Functional enrichment analysis of gene expression data is a standard step following most transcriptome profiling experiments in biomedical research. It enables researchers to characterize the biological functions affected by the experiment based on a subset of relevant genes and study the drug and disease mechanisms at the molecular level 1. Gene sets Over-representation Analysis (ORA) and Gene Set Enrichment Analysis (GSEA) are two widely used tools to perform functional enrichment analysis 2–4. ORA tests whether a pre-selected gene set is over-represented in a list of differentially expressed genes than what would be expected by chance based on one or more statistical tests, such as the hypergeometric test 5. However, the significance threshold or certain criteria for defining a set of differentially expressed genes is arbitrary and may miss important information for genes at the boundary 6. To address this issue, GSEA has been proposed 7. By analyzing the enrichment of a gene set annotation at the top or bottom of a ranked list of genes, it finds pathways that have coordinated change in genes across any two phenotypes 8. Both methodologies rely on gene annotation databases, in which a great deal of work has been devoted to organizing genes and proteins into biological functions and pathways. Examples include Reactome, the Kyoto Encyclopedia of Genes and Genomes (KEGG), the Gene Ontology (GO) and the Molecular Signatures Database (MSigDB). KEGG was developed in 1995 9, and GO 10 was founded in 1998, between which year the first eukaryotic genomes were released to the public. Reactome 11 was created in 2004, while MSigDB 7 was introduced in 2005 as a resource for GSEA. Each of these gene annotation databases has certain advantages for particular studies, however, any of them can be used to perform functional enrichment analysis.

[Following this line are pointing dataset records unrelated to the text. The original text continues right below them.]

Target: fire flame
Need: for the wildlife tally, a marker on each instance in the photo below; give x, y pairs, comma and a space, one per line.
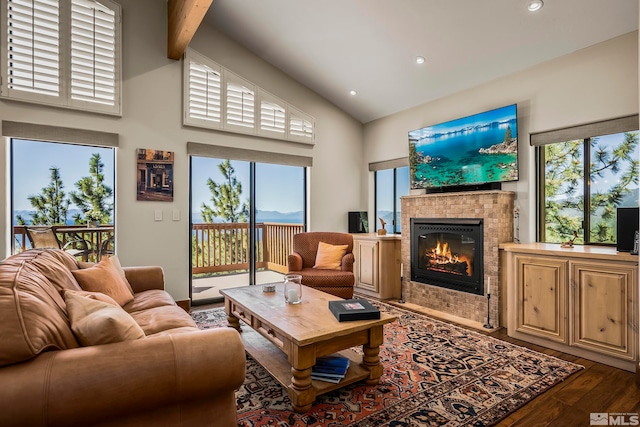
441, 255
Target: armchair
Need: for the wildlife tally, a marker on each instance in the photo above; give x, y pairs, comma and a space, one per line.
301, 261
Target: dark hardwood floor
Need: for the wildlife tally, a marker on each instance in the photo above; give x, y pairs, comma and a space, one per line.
596, 388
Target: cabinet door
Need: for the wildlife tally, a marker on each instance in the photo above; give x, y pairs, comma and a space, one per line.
605, 314
367, 264
541, 297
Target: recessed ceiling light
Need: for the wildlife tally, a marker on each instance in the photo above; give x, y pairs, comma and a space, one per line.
535, 5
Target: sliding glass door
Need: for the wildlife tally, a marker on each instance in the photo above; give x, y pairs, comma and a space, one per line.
243, 216
280, 213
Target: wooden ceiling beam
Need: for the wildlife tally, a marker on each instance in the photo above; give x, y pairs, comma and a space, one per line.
184, 18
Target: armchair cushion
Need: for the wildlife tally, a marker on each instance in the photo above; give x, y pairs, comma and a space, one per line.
330, 256
104, 277
304, 261
96, 322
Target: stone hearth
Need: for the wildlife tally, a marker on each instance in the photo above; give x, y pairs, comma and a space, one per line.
496, 208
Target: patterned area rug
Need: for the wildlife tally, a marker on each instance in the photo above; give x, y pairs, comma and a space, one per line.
435, 374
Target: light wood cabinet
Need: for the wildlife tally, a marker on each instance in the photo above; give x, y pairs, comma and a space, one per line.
541, 289
605, 301
582, 301
377, 265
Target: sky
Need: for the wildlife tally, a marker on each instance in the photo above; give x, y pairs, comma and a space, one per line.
32, 160
499, 114
278, 188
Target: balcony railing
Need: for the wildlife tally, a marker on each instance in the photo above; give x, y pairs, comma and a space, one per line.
98, 239
217, 247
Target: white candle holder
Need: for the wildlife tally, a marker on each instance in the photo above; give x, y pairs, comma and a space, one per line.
293, 288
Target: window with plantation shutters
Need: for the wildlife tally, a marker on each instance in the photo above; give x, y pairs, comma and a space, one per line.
202, 91
93, 52
272, 117
62, 52
273, 113
240, 103
33, 50
216, 98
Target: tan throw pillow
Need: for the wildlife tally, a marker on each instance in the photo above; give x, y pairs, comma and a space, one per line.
96, 322
104, 278
329, 257
98, 296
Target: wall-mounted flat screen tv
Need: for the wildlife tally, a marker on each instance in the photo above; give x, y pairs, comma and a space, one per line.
472, 151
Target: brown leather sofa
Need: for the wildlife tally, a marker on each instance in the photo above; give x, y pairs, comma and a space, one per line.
176, 375
303, 257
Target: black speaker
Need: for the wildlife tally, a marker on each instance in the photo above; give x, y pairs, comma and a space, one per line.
358, 222
627, 227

Although functional enrichment analysis is typically focused on determining the impact of experimental differences, sometimes researchers are interested in how transcriptomic variation is associated with health outcomes, such as survival 12,13. Additionally, there is often an interest in which biological functions are associated with the outcome, rather than individual gene 14. Even if a specific gene is the cause of poor disease outcomes, an intervention might be possible at multiple points in the functional pathway involving that specific gene. Alternatively, there may be small cumulative impacts on a biological pathway that result in poor outcomes. However, typical functional enrichment analyses are focused on identifying biological functions associated with experimental differences, not outcomes. Although these ideas can align, the focus on disease differences can lead to an analysis missing important results. For example, in the case of cancer, some of the pathways that differ between tumor and normal samples will likely be associated with survival 15. However, other pathways that influence survival differences among survivors may not differ much between tumor and normal samples. That is because these differences relate to population variation that might be key to survival and these differences are not driven by the disease 16. Furthermore, the analysis will not directly identify the association between pathways and survival outcomes, or its magnitude, and researchers often resort to tests of individual genes in some of their top pathways or other indirect methods. For example, several studies used GSEA to identify cancer-related pathways and then followed by survival analysis, but their methods do not directly incorporate survival information during pathway enrichment analysis, and hence their results do not reflect the degree of association between survival and biological functions17,18. Furthermore, the survival differences among those with the disease are not what drove the results of the GSEA analysis or survival analysis tests only among the treatment differences rather than case-only, which creates a blind spot in the results.
There have been a couple of attempts to directly link functional enrichment to clinical outcomes (e.g. survival status or survival time). For example, Woltmann, et al. 19 identified enriched pathways through different pathway enrichment analysis tools based on a genome-wide association study (GWAS) of short-term vs. long-term breast cancer survival in order to make a conclusion to a more general breast cancer population globally. However, their studies mainly focused on verifying breast cancer-related pathways by showing the similarities between the GWAS method and different enrichment analyses and did not suggest an approach to handle censored survival data. Furthermore, though Goeman et al. 20 developed a statistical test of the association between groups of genes and a clinical outcome based on the Cox proportional hazards model, their proposed method requires a set of pre-selected genes and does not consider coordinated changes of the genes in a pathway.
We suggest there is a simple solution to this challenge. Researchers can perform Survival-based Gene Set Enrichment Analysis (SGSEA) to understand how transcriptomic variation among patients can be used to identify biological functions associated with survival from the disease. Using this approach, researchers may discover unexpected patterns of gene activity, leading to new avenues of research. In this paper, we demonstrate how while GSEA can often provide insight into disease etiology, SGSEA can provide unique insights into disease outcomes. Although this method is already readily available to researchers, we believe one reason it is not widely used is that it is not included as a standard tool in most software and there has not been a paper to describe it. Therefore, we present the SGSEA R package and Shiny app that can be used to conveniently conduct these analyses.